We were still sitting over breakfast when our gateman brought in a letter from the local police. Aimee read it to me, her eyes growing round. It demanded a written apology from me for the crime of failing to register, and said that such highhanded tactics, employed by imperialist-minded foreigners and other leftover reactionaries and enemies of the people, could no longer be tolerated in the New China, and so on. It was clear what the police wanted — simply something to incriminate every foreigner, and particularly every American, if not in one way, then in another, for possible future use.

Aimee and I negotiated with the police for two days before we realized that they were determined to make me admit my “guilt” in writing. If I continued to refuse, it was, I knew, quite possible that they would arrange to find a gun concealed in my room, or a secret code book, or plans to assassinate Mao Tse-tung. Aimee and I decided that it would be wiser to accept the lesser guilt and be done with it. She wrote out a terse apology and I signed it. The police accepted it, stamped my papers accordingly, and returned them to me.

As the days passed with no further trouble, I began to see what I had accomplished by surrendering. My misdemeanor became a kind of decoration on my various passes and permits, and, in all my encounters with officialdom in which these papers were shown, was the chief object of interest. Those who saw it seemed relieved that my guilt had already been established and that it was unnecessary to devise means to incriminate me further.
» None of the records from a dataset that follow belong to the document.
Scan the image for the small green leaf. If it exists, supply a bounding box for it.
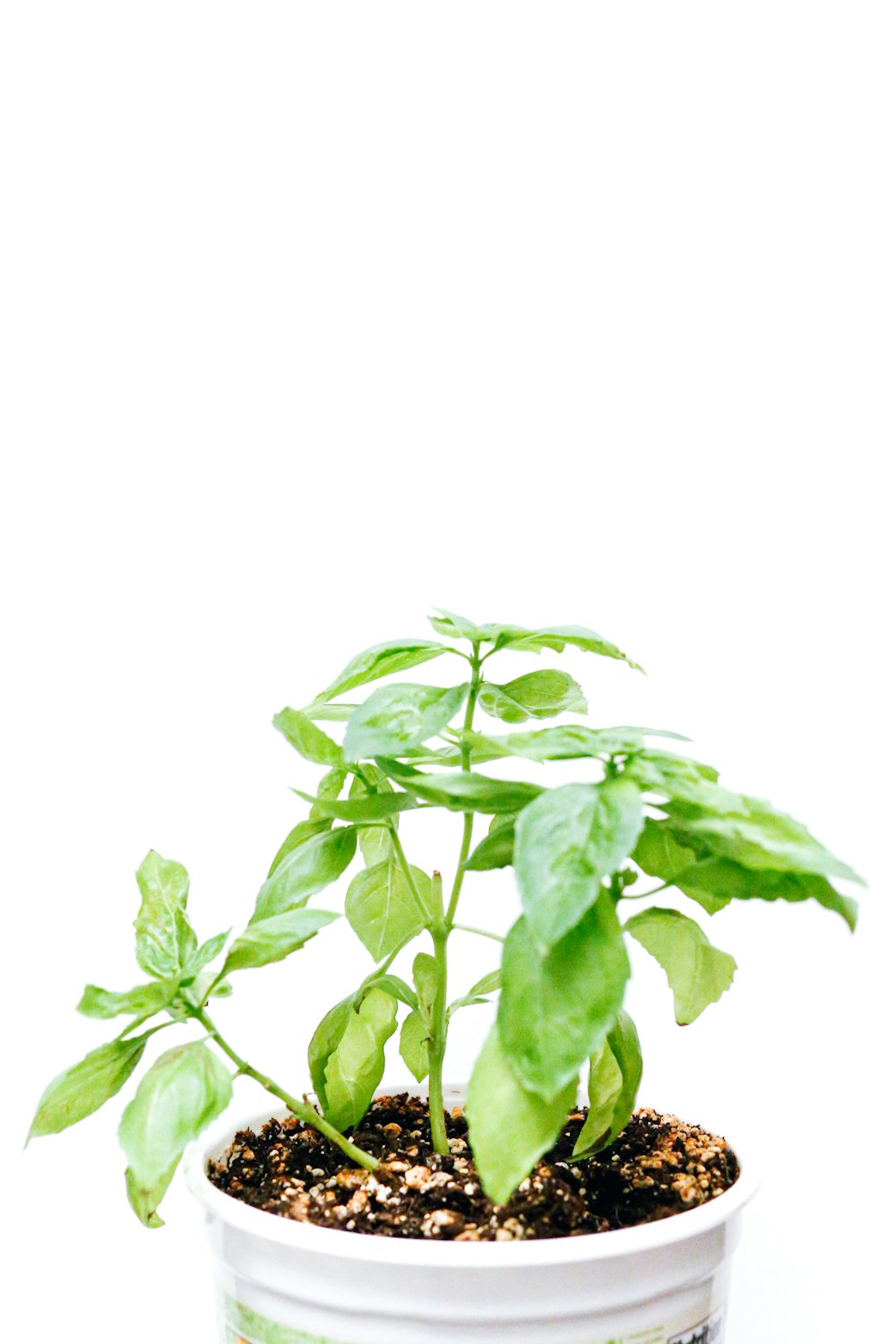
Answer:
[625,906,737,1027]
[463,816,516,873]
[466,1027,576,1204]
[345,859,431,961]
[573,1012,643,1158]
[25,1032,151,1142]
[274,709,342,768]
[465,723,686,761]
[78,978,180,1018]
[366,973,418,1008]
[379,757,543,814]
[221,908,339,976]
[414,952,439,1024]
[118,1040,232,1226]
[293,789,419,825]
[498,892,629,1097]
[267,817,333,878]
[318,989,398,1132]
[399,1012,430,1083]
[513,776,643,951]
[478,669,589,723]
[344,682,468,761]
[667,795,864,886]
[314,640,444,718]
[427,607,481,642]
[250,827,356,924]
[134,849,196,980]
They always smilingly returned the papers and politely sent me on my way. My new criminal record was really a great convenience. But although life in the Yu mansion seemed to go on just as it had in the past, and the walls were as high as ever, the rooms as quiet, the halls as cool, and the garden as vast, I had lost my peace of mind.

The members of the Yu family must have sensed my feeling, because suddenly — or so it seemed to me — they began to treat me with unusual consideration. Some of them even brought around tasty dishes specially prepared for me. And in the street I got the impression that people were being kind to me (not because they liked Americans so much more than other foreigners but because the Communist government liked Americans so much less). Pedicab men, as soon as they discovered I was an American, pumped harder, speeding me to my destination; dealers often reduced their prices; and once, in a moment of candor, a pro-Communist student of William Empson's confessed to me, “When the Americans were here, we wanted them to go, but now that they have really gone, with their music, their movies, and their money, we rather miss them.”

Meanwhile, Aunt Chin wrapped her mah-jongg sets in copies of the
China People's Newspaper
and packed them away in the bottom of a chest, and though the family tried to find another dog to take the place of old Baldy, there were none for sale, and even the strays had disappeared.